The Kelvin-Helmholtz instability in weakly ionised plasmas II: multifluid effects in molecular clouds

TL;DR

This study investigates how multifluid magnetohydrodynamic effects, specifically ambipolar diffusion and the Hall effect, influence the nonlinear evolution of the Kelvin-Helmholtz instability in weakly ionised molecular clouds, revealing significant deviations from ideal MHD behavior.

Contribution

It extends previous work by analyzing the combined effects of ambipolar diffusion and the Hall effect on the Kelvin-Helmholtz instability in molecular clouds, highlighting nonlinear behavior changes.

Findings

Multifluid effects do not alter linear growth rates.

Ambipolar diffusion decouples magnetic fields from flow.

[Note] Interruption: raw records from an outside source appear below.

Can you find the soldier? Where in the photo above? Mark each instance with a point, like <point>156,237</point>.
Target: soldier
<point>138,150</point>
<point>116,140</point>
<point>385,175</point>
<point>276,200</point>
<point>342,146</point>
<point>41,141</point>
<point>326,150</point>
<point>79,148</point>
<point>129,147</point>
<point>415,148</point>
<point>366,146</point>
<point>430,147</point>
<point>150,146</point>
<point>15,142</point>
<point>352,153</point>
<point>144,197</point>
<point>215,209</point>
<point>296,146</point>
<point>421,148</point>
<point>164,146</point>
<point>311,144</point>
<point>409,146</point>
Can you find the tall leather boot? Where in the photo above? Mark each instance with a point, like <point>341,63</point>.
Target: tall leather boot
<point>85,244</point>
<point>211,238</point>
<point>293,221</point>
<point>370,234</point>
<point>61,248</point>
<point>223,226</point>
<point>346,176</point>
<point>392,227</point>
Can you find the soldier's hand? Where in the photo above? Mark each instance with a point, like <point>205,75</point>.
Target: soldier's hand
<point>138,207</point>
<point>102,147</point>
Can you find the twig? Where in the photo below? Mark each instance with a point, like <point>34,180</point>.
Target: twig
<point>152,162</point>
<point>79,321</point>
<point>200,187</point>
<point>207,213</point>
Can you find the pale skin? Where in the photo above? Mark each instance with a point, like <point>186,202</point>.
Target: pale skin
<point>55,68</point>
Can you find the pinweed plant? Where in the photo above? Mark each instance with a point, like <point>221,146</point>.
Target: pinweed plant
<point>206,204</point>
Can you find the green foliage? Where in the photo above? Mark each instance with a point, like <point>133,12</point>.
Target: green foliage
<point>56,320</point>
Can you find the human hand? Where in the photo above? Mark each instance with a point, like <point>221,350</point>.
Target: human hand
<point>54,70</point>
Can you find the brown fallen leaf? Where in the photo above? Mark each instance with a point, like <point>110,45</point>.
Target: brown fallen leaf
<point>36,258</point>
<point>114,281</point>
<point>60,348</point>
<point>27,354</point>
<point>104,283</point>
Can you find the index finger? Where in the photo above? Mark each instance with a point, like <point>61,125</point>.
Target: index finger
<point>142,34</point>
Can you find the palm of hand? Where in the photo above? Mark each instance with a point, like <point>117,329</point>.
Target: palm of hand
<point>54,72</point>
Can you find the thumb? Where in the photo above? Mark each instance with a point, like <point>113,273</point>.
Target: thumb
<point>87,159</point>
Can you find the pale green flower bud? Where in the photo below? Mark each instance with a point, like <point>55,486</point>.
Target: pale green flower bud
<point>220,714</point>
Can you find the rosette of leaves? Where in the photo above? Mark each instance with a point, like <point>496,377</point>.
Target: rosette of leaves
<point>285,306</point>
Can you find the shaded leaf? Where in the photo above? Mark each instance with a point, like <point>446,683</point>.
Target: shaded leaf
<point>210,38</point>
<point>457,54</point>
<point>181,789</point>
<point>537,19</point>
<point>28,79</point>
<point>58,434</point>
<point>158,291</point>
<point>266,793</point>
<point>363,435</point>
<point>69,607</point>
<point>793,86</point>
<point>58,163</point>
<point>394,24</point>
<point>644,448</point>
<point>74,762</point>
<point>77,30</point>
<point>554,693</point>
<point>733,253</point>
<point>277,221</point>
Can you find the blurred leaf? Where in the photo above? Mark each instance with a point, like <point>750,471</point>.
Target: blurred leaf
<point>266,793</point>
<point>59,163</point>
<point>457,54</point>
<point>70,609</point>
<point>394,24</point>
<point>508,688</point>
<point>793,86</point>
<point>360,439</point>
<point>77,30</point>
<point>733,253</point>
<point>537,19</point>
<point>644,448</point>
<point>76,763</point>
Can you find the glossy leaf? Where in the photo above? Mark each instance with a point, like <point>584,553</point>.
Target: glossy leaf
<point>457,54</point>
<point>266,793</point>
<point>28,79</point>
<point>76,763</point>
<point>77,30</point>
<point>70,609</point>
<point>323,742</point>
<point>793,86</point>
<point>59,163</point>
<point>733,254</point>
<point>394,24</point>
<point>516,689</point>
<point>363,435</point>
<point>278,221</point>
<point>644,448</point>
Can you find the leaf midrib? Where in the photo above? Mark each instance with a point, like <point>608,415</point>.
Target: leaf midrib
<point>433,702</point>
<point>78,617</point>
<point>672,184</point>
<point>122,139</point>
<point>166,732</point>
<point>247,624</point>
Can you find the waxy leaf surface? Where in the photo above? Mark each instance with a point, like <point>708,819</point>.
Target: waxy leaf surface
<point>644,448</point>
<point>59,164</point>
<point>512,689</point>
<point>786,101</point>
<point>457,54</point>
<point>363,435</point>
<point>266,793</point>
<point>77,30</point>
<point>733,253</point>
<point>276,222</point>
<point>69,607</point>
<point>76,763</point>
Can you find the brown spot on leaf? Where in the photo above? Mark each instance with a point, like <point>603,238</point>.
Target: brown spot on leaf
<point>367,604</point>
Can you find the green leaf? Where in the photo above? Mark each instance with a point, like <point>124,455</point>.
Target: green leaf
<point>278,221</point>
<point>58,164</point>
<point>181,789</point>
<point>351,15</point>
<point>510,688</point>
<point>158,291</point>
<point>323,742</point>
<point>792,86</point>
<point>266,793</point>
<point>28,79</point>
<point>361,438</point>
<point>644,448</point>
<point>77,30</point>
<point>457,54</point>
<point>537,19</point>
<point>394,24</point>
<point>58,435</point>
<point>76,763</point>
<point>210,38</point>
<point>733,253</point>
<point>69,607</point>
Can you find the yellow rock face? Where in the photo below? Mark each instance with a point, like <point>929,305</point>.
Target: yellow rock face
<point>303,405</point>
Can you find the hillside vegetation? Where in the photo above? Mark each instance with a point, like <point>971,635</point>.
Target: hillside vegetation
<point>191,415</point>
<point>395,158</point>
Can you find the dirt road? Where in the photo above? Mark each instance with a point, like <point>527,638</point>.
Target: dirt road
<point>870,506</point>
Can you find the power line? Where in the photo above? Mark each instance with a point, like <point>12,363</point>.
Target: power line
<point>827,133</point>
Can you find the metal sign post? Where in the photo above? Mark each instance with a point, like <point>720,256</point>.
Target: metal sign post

Hall effect's re-orientation is suppressed by ambipolar diffusion.

Abstract

We present a study of the Kelvin-Helmholtz instability in a weakly ionised, multifluid MHD plasma with parameters matching those of a typical molecular cloud. The instability is capable of transforming well-ordered flows into disordered flows. As a result, it may be able to convert the energy found in, for example, bowshocks from stellar jets into the turbulent energy found in molecular clouds. As these clouds are weakly ionised, the ideal magnetohydrodynamic approximation does not apply at scales of around a tenth of a parsec or less. This paper extends the work of Jones & Downes (2011) on the evolution of the Kelvin-Helmholtz instability in the presence of multifluid magnetohydrodynamic effects. These effects of ambipolar diffusion and the Hall effect are here studied together under physical parameters applicable to molecular clouds. We restrict our attention to the case of a single shear layer with a transonic, but super-Alfvenic, velocity jump and the computational domain is chosen to match the wavelength of the linearly fastest growing mode of the instability. We find that while the introduction of multifluid effects does not affect the linear growth rates of the instability, the non-linear behaviour undergoes considerable change. The magnetic field is decoupled from the bulk flow as a result of the ambipolar diffusion, which leads to a significant difference in the evolution of the field. The Hall effect would be expected to lead to a noticeable re-orientation of the magnetic field lines perpendicular to the plane. However, the results reveal that the combination with ambipolar diffusion leads to a surprisingly effective suppression of this effect.